While browsing through pictures on my laptop, I stumbled across this. Not a great picture (taken with a tiny compact camera). But it reminded me of my time at Columbia University and specifically at Columbia Business School. This picture was taken at some post class shindig which were essentially an excuse to get drunk after 12 hours of classes.  Jokes apart, I thought it may be interesting to share some of the perspectives that I acquired during my time there; and how they be universal heuristics agnostic of traditional drivers of a good education.

Perhaps the most important takeaway that I had at Columbia was the realization of value of learning via association. What I learnt during my time was best summed up by a friend – we learnt how to learn by asking why. Most of my actual learning came from the intelligent “Whys” that I heard during class discussions from my classmates and even the professors. I learnt the art of critical thinking by watching critical thinking expand discussions much beyond the regimented boundaries that often afflict academic discussions. It helped that all of us were working at the same time – it helps to ask questions when you have real life experience.

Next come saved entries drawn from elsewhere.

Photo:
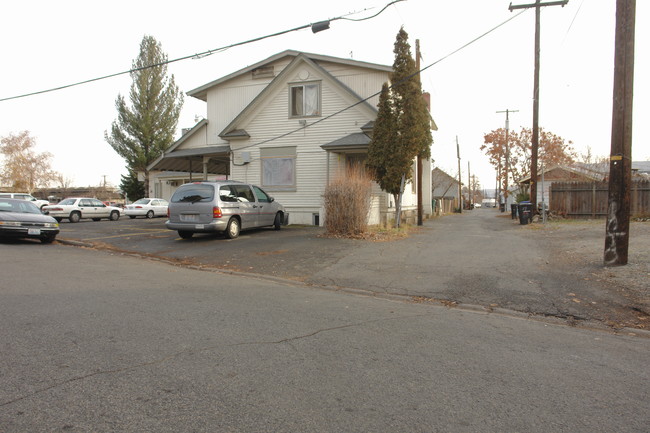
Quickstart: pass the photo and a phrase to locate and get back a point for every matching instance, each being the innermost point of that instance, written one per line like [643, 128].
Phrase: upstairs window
[304, 100]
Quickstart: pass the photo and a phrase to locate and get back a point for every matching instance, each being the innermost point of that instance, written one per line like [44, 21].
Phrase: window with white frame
[304, 100]
[278, 168]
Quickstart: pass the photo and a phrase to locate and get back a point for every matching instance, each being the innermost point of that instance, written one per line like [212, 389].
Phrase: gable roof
[191, 160]
[201, 92]
[280, 80]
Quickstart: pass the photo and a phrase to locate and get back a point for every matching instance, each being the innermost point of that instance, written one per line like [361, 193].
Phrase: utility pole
[469, 188]
[620, 165]
[505, 192]
[535, 140]
[460, 184]
[419, 159]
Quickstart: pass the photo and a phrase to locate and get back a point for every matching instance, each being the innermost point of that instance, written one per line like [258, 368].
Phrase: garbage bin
[525, 212]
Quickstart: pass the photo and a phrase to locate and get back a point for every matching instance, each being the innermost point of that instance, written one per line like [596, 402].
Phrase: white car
[147, 207]
[24, 196]
[76, 208]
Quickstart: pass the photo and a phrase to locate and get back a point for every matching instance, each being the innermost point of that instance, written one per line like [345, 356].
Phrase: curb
[472, 308]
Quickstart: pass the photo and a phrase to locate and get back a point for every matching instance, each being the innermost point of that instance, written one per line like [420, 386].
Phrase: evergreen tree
[413, 119]
[132, 188]
[145, 129]
[402, 129]
[385, 164]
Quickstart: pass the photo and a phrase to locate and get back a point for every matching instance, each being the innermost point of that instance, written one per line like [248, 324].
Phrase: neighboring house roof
[593, 171]
[443, 184]
[579, 171]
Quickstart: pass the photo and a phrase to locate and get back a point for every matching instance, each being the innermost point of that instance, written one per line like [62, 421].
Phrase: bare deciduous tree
[23, 169]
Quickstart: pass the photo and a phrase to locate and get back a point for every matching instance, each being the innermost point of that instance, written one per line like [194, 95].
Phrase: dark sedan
[22, 219]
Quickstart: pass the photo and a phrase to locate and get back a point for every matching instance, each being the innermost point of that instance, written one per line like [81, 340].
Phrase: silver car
[22, 219]
[223, 206]
[76, 208]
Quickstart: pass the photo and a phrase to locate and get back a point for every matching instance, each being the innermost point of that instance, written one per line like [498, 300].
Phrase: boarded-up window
[278, 167]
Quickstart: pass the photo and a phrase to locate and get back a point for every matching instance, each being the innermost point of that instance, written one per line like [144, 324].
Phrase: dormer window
[304, 100]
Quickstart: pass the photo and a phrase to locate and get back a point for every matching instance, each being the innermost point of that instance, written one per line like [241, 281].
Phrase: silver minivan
[225, 206]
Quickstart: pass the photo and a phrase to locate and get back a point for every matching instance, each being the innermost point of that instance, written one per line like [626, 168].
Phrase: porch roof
[350, 143]
[191, 160]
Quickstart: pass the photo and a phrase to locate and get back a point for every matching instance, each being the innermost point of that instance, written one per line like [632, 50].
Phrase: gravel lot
[578, 247]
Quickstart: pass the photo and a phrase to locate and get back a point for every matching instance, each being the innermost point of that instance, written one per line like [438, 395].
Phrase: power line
[316, 27]
[390, 87]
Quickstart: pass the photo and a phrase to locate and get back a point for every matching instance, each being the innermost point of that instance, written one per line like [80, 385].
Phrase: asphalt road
[480, 259]
[96, 341]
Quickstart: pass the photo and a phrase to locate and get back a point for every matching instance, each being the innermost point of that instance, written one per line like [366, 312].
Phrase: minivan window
[226, 194]
[261, 195]
[244, 193]
[194, 193]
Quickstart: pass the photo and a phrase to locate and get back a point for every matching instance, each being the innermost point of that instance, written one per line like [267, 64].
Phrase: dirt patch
[620, 295]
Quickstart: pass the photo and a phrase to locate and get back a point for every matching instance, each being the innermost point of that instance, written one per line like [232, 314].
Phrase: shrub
[347, 202]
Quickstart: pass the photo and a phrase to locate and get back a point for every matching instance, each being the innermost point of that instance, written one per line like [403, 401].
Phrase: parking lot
[293, 252]
[480, 258]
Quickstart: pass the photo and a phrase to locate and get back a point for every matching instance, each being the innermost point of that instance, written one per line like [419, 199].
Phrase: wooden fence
[589, 199]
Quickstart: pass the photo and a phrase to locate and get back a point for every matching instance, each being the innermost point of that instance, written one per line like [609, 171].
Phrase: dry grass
[347, 203]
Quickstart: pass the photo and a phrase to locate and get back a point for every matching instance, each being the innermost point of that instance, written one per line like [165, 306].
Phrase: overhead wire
[191, 56]
[390, 87]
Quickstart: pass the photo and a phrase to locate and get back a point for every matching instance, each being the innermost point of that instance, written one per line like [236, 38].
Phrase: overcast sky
[47, 44]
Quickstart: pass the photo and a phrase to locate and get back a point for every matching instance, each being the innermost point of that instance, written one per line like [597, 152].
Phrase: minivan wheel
[184, 234]
[277, 223]
[232, 231]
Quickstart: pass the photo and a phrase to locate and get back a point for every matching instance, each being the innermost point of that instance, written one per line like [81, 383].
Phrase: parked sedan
[147, 207]
[22, 219]
[76, 208]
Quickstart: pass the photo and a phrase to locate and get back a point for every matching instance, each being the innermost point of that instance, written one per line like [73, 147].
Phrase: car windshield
[193, 193]
[22, 207]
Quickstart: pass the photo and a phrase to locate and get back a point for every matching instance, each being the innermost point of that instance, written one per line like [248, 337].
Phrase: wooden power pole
[535, 139]
[460, 183]
[620, 166]
[469, 188]
[419, 158]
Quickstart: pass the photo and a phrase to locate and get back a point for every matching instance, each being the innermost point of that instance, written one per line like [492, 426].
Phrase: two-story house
[289, 124]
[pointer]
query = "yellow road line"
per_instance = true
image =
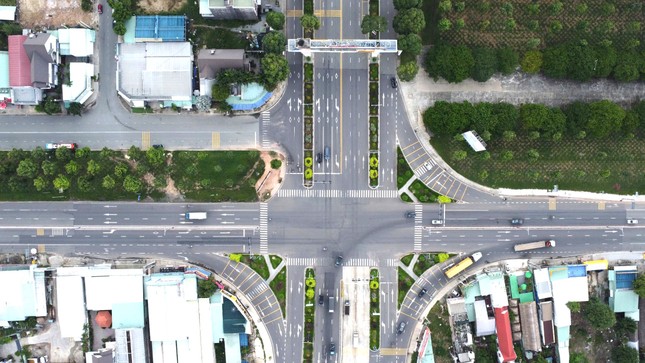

What I learnt was that just listening to people who know much more than you in a particular area, just listening to them is a learning experience. Which is why I am such a big fan of Ted Talk now. Audio is a great teacher.

My Private Equity class professor summed it up very well – ” I am sure by the time you leave this class, you would have forgotten a vast majority of what you are learning in the class. What I hope stays with you are some heuristics and more importantly, intellectual curiosity, the willingness to learn”. I couldn’t agree more.

All these things have made me think about the challenge of education. This wonderfully powerful video on TED got me thinking on how the power of the internet can be leveraged to provide education to the underprivileged and poor, especially in developing countries like India.

Like I mentioned above, the biggest drivers to my learning while at Columbia were the associations with my classmates and professors. If I am a bright kid in a small village in India – the ability to listen to discussions and talks provides me the virtual equivalent of the same drivers. And it costs next to nothing. And it is replicable. One of the reasons why there are learning cohorts in Business School is to stimulate the same type of multi dimensional discussions that are held in the class room. And the same phenomenon can be replicated in villages and far flung areas of any developing countries. Inside the “circles – where good teachers dont want to go” that Sugata Mitra talks about in the talk.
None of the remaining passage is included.